An Inconvenient Truth...Or Convenient Fiction? is an American documentary film by Steven F. Hayward, produced by the Pacific Research Institute, and filmed at The Heritage Foundation in Washington, D.C. It was released on April 12, 2007. The film seeks to address inconsistencies in the film An Inconvenient Truth, which was released the year before, in 2006.

==Synopsis==
The fifty-minute movie was described as a "point-by-point PowerPoint rebuttal" of the Al Gore film An Inconvenient Truth. In his presentation, Hayward agrees with many of the points and issues covered in the Gore film, but shares how certain information may have been slanted by what he terms "global warming extremists," in order to create a darker image of the future. According to Hayward, "I agree that we’re warming, and I agree that we’re playing a role in it. What I disagree with is [Gore's] overall pessimism."

==Production==
The film was produced by the Pacific Research Institute and filmed at The Heritage Foundation in Washington, D.C. It disputes many of the claims in the film An Inconvenient Truth, arguing that it goes too far in predictions of doom.

==Reception==
In their review of the film, which they describe as showing inconsistencies of actual events when compared to the predictions of the Gore film, The American Spectator referred to the film as "a dose of reality."

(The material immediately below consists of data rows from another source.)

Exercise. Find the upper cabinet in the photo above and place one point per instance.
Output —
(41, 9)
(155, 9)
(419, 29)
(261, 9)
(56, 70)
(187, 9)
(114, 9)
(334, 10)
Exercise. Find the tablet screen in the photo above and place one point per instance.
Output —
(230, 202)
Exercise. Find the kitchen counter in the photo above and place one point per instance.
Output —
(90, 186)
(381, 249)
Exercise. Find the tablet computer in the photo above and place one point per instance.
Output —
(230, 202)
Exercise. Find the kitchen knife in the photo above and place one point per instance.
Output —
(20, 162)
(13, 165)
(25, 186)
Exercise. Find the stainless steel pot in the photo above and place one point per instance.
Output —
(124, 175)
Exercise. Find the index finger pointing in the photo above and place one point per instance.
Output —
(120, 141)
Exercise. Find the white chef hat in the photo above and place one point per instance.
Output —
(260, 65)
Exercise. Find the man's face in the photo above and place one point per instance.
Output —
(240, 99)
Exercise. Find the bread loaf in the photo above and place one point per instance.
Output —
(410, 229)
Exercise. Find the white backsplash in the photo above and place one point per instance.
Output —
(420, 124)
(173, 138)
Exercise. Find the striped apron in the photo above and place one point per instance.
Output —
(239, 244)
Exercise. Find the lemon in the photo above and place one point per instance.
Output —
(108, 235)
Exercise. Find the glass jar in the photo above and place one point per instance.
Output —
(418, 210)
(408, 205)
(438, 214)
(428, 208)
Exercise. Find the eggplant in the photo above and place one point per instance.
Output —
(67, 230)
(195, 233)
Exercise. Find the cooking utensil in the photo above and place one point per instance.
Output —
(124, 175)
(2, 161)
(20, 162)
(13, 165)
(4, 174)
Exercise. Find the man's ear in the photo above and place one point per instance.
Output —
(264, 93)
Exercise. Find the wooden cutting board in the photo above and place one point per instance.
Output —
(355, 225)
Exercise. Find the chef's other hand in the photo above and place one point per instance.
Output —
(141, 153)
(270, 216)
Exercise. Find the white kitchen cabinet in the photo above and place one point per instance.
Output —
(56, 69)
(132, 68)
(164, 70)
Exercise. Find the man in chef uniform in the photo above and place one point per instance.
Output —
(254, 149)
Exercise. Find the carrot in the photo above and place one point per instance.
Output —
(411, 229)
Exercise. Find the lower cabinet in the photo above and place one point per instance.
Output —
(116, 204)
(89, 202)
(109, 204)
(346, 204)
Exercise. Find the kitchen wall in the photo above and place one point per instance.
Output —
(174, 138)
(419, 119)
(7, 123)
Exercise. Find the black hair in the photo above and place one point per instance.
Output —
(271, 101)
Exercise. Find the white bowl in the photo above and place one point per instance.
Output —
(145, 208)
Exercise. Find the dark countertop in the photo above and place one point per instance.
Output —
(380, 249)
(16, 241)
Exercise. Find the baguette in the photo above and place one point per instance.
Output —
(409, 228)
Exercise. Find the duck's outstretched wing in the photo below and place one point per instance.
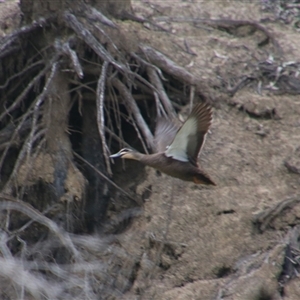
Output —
(190, 138)
(165, 132)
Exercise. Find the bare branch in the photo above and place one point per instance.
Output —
(95, 15)
(89, 39)
(105, 177)
(38, 287)
(33, 82)
(161, 92)
(133, 108)
(14, 204)
(74, 59)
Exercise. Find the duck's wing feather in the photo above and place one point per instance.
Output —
(165, 132)
(190, 138)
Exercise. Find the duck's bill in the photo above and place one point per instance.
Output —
(116, 155)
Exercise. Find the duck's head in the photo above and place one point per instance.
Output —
(126, 153)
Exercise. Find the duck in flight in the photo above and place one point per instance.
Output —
(178, 147)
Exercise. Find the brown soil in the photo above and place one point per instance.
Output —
(198, 242)
(194, 242)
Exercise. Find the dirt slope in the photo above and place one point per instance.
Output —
(197, 242)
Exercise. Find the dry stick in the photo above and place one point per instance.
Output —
(133, 108)
(264, 218)
(20, 158)
(154, 79)
(117, 113)
(10, 203)
(168, 65)
(74, 59)
(106, 178)
(100, 114)
(159, 107)
(10, 38)
(21, 73)
(122, 142)
(192, 96)
(27, 147)
(90, 40)
(33, 82)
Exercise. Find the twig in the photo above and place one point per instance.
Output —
(14, 204)
(192, 97)
(35, 285)
(170, 67)
(105, 177)
(89, 39)
(154, 79)
(11, 38)
(100, 114)
(133, 108)
(95, 15)
(32, 83)
(74, 59)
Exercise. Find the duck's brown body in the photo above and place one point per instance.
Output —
(175, 168)
(178, 148)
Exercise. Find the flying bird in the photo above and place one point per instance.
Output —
(178, 147)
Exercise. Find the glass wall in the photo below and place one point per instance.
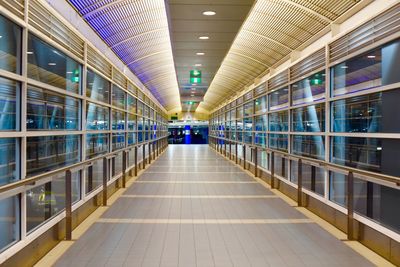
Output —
(352, 121)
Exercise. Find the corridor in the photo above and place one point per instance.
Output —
(192, 207)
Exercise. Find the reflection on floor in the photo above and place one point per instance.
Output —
(192, 207)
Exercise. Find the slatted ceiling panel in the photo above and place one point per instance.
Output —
(308, 65)
(43, 21)
(374, 30)
(98, 62)
(137, 31)
(273, 29)
(260, 89)
(278, 80)
(16, 7)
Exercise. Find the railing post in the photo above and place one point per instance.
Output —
(68, 205)
(244, 157)
(272, 169)
(124, 169)
(144, 156)
(105, 177)
(299, 183)
(255, 162)
(236, 151)
(350, 206)
(136, 167)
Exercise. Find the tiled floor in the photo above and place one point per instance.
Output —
(192, 207)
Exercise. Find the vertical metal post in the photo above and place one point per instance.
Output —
(135, 161)
(124, 168)
(299, 183)
(105, 177)
(244, 157)
(272, 170)
(350, 206)
(236, 151)
(144, 156)
(68, 205)
(255, 162)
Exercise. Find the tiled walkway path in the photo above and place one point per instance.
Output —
(192, 207)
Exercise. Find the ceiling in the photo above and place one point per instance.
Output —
(137, 31)
(273, 29)
(158, 40)
(187, 24)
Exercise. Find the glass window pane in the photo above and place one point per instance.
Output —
(260, 105)
(97, 117)
(118, 97)
(51, 111)
(312, 146)
(309, 119)
(96, 144)
(10, 229)
(9, 149)
(278, 99)
(45, 153)
(97, 87)
(10, 46)
(9, 90)
(118, 120)
(367, 113)
(278, 141)
(47, 200)
(372, 154)
(278, 121)
(49, 65)
(118, 141)
(309, 90)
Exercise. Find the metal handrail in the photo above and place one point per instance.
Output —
(34, 179)
(322, 163)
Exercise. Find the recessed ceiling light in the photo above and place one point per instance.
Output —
(209, 13)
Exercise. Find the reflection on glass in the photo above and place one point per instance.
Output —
(278, 99)
(118, 120)
(261, 123)
(97, 87)
(10, 46)
(278, 121)
(8, 155)
(260, 105)
(309, 119)
(372, 154)
(47, 110)
(312, 146)
(278, 141)
(118, 141)
(9, 90)
(97, 117)
(49, 65)
(309, 90)
(96, 144)
(46, 153)
(367, 113)
(118, 97)
(48, 200)
(10, 230)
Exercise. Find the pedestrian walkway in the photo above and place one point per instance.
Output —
(192, 207)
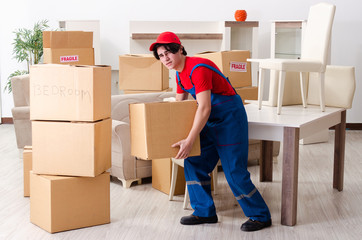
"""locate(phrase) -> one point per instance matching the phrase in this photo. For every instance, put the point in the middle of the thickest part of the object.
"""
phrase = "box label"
(71, 58)
(238, 67)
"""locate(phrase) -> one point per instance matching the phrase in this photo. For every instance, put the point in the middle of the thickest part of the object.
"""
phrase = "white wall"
(115, 15)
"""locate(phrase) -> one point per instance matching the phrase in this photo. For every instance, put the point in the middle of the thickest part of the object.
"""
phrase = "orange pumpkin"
(240, 15)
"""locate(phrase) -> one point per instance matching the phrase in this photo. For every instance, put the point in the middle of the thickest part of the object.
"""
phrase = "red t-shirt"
(203, 78)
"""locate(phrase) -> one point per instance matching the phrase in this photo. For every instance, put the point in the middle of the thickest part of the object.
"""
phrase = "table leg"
(339, 149)
(266, 161)
(290, 176)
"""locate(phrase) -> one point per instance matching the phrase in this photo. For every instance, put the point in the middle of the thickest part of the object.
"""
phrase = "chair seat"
(292, 65)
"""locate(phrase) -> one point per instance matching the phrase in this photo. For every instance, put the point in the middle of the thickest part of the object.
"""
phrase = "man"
(222, 124)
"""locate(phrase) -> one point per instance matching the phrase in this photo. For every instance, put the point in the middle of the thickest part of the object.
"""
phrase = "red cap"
(166, 37)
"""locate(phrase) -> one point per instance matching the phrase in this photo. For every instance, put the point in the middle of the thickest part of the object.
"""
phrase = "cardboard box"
(67, 39)
(70, 93)
(142, 72)
(233, 65)
(247, 93)
(71, 148)
(145, 91)
(61, 203)
(161, 176)
(68, 47)
(156, 126)
(27, 167)
(69, 56)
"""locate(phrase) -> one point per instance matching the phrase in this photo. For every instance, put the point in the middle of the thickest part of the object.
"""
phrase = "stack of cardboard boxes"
(233, 65)
(68, 47)
(70, 109)
(142, 73)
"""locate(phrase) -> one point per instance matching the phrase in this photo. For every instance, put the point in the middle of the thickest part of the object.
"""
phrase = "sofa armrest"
(22, 113)
(121, 150)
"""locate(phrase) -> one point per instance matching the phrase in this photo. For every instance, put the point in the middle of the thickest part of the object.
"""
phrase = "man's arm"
(201, 116)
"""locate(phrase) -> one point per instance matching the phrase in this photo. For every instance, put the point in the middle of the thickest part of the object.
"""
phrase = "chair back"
(316, 40)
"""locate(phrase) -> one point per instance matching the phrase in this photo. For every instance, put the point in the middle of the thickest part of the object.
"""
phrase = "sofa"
(129, 169)
(21, 111)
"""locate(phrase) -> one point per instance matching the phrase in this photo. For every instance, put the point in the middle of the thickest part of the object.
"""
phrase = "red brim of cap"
(152, 46)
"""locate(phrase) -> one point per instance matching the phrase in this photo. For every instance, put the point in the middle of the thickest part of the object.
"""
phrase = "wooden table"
(294, 123)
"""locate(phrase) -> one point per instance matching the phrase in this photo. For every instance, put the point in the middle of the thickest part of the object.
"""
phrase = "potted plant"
(28, 46)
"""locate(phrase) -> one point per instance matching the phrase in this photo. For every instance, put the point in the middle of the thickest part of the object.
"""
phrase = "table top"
(266, 124)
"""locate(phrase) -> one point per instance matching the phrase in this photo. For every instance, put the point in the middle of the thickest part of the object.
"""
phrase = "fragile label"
(238, 66)
(71, 58)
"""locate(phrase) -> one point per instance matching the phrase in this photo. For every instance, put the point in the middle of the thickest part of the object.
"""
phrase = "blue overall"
(224, 137)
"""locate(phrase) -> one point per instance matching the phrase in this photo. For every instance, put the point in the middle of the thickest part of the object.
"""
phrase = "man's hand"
(185, 148)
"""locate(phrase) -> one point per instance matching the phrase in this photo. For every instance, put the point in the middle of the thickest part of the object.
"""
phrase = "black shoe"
(193, 220)
(253, 225)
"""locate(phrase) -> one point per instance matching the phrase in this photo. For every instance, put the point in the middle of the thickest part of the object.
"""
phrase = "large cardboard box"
(145, 91)
(142, 72)
(70, 93)
(60, 203)
(68, 47)
(233, 65)
(247, 93)
(71, 148)
(156, 126)
(27, 167)
(161, 176)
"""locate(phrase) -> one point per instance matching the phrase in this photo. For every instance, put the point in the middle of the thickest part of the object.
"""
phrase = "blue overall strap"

The Weekly Standard noted that Hayward's film used similar devices as those of its target, being "basically a lecture with graphs and maps and pictures," that underscored inconsistencies and omissions in the earlier film, but that in doing so it "won't thrill either the environmental crowd or Hollywood's liberal elite". Weekly Standard reported that Hayward grants, "Much of what Vice President Gore says about climate change is correct. The planet is warming. Human beings are playing a substantial role in that warming." Hayward clarified that, while the Gore film addresses issues that bear attention, he feels that those he terms "global warming extremists" "distort the science, grossly exaggerate the risks, argue that anyone who disagrees with them is corrupt, and suggest that solutions are easy and cheap," and that dealing with the issue in such a manner creates "an all too convenient fiction."

The New York Times reported that, after viewing the film, former chairman of the San Francisco Republican Party Mike DeNunzio stated, “there’s two sides to every story, and certainly we’ve been hearing one side." It was also reported that a spokeswoman for Al Gore stated that Gore "had not seen Mr. Hayward’s film but was accustomed to attacks on his positions". "Obviously Mr. Gore stands by the film," she said of An Inconvenient Truth, “and we found that the mainstream scientific community agrees with its fundamental conclusions." They also noted that while there was applause after the screening, not everyone was thrilled and the attitude of some was that the film was boring.

The Daily Telegraph reported that An Inconvenient Truth "has increasingly become the accepted orthodoxy," but that now through Hayward, that earlier film has a rival. They conceded that "Dr. Hayward does not deny that global warming is occurring or that human activity is contributing to it. But he believes Mr Gore has exaggerated the scale and threat."

==Release==
The film was not widely released in theaters, but was shown in a handful of free screenings across the United States. In February 2008, Free Republic listed the film among its "Best Global Warming Videos on the Internet".